Playwright Will Eno, a darling of Off-Broadway where they're not fussy about connecting the dramatic dots, manned up to Broadway April 6, settled snugly into the Lyceum with The Realistic Joneses and somehow stayed his old idiosyncratic self.
It's a definite case of stake-claiming by the heretofore "downtown voice," who has a lot to say (if not necessarily in the conventional — in fact, very patience-trying — way).
The evening is 90 minutes of small talk — writ large by a classy, committed, name-brand cast and Sam Gold, a director worth his weight in — and it's delivered by four of Eno's usual off-centered eccentrics, in this case two sets of next-door-neighbors both named Jones and living in "a smallish town not far from some mountains."
The exchanges — between neighbor and neighbor, much as between husband and wife — are surprisingly intimate and edgy, frequently funny and they grow progressively darker and deeper as the play winds its way to the finish line.
What's in this name? The older couple is Bob Jones (not the prophetic minister or his university) and Jennifer Jones (not St. Bernadette, though, as caretaker of the group and the most grounded person around, she does "suffer enough for the heaven of heavens"). The younger couple is John Jones and Pony Jones. That's right, Pony.
Because there is an older-versus-younger equation and because there is a little cross-coupling on the side, it's easy to think The Realistic Joneses are related to Edward Albee's Who's Afraid of Virginia Woolf? — a passing thought seconded by the towering, growling performance of Bob by Tracy Letts, in his first Broadway appearance since winning the Tony for the most recent revival of Virginia Woolf.
In truth, Eno seems to be echoing a later Albee opus, A Delicate Balance, in which an unspoken terror starts to infect the characters.

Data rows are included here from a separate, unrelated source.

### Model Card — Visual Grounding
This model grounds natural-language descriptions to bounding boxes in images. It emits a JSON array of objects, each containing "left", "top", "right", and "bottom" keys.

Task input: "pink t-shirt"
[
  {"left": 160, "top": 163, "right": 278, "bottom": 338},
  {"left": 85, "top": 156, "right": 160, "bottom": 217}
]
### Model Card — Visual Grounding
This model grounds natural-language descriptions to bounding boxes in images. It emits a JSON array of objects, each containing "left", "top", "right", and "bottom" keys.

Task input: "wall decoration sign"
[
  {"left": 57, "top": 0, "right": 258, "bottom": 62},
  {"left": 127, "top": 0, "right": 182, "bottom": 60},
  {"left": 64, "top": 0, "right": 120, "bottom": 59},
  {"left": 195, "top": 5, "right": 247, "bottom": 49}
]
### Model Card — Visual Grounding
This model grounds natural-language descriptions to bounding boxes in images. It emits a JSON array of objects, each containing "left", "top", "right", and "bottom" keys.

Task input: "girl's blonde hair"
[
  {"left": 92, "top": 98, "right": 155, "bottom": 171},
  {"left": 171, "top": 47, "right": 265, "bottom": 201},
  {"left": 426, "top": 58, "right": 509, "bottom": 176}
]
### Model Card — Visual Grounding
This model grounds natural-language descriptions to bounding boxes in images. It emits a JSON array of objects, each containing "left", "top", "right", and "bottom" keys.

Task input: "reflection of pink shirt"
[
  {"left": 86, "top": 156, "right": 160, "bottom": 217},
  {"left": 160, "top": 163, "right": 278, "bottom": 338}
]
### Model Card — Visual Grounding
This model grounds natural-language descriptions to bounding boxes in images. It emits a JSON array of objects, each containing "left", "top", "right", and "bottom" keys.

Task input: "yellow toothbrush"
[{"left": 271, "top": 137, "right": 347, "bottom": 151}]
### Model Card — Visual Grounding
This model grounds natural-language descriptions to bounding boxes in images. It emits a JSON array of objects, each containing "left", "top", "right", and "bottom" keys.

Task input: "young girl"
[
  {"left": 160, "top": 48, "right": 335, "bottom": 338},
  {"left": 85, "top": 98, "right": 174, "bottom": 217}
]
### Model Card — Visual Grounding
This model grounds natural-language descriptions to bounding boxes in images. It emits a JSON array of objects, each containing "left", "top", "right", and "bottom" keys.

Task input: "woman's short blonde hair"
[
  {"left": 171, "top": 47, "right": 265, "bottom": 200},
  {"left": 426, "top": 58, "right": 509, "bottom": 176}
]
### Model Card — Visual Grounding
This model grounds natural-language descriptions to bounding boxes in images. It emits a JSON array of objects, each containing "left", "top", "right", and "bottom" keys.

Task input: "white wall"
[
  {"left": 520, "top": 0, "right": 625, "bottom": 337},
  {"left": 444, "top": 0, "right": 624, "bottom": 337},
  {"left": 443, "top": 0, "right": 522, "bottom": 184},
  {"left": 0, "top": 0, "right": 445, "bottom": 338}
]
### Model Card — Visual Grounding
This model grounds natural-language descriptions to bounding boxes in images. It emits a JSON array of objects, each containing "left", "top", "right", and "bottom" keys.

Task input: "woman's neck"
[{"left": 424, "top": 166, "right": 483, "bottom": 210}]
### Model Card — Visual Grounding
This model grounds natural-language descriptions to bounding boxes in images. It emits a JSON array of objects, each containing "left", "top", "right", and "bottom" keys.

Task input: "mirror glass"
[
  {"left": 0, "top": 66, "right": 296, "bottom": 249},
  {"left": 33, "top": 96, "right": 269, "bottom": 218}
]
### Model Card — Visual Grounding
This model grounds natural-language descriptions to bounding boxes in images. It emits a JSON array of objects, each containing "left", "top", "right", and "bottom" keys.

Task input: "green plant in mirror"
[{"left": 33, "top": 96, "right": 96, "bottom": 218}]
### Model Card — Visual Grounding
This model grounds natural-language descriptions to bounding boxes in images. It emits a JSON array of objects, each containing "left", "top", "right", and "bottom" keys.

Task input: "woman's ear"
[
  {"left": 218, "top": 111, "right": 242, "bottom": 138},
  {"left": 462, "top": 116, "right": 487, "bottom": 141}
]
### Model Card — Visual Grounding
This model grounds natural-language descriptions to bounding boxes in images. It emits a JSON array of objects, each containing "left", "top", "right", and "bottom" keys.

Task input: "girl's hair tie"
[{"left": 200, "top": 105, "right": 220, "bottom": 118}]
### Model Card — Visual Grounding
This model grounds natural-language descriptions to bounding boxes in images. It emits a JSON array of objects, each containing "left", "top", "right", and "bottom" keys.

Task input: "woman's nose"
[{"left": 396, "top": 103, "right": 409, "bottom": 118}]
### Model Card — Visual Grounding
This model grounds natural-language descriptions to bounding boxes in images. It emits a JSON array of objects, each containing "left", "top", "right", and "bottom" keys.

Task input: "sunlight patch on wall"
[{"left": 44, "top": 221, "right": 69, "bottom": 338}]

Here, males in the area with the last name of Jones are susceptible to a mysterious neurological malady leading to death.
At the opening-night after-party held at The Redeye Grill, the playwright appreciated the Albee allusion. "There's a little joke at the beginning where Michael C. Hall says, 'Oh, the new neighbors move in. It's like the world's oldest profession — I mean, the greatest story ever told — I mean, the oldest.' I'm aware it's a convenient scheme for a play to take place with some neighbors in residence and some new neighbors move in. I hadn't thought of A Delicate Balance — but I love that play.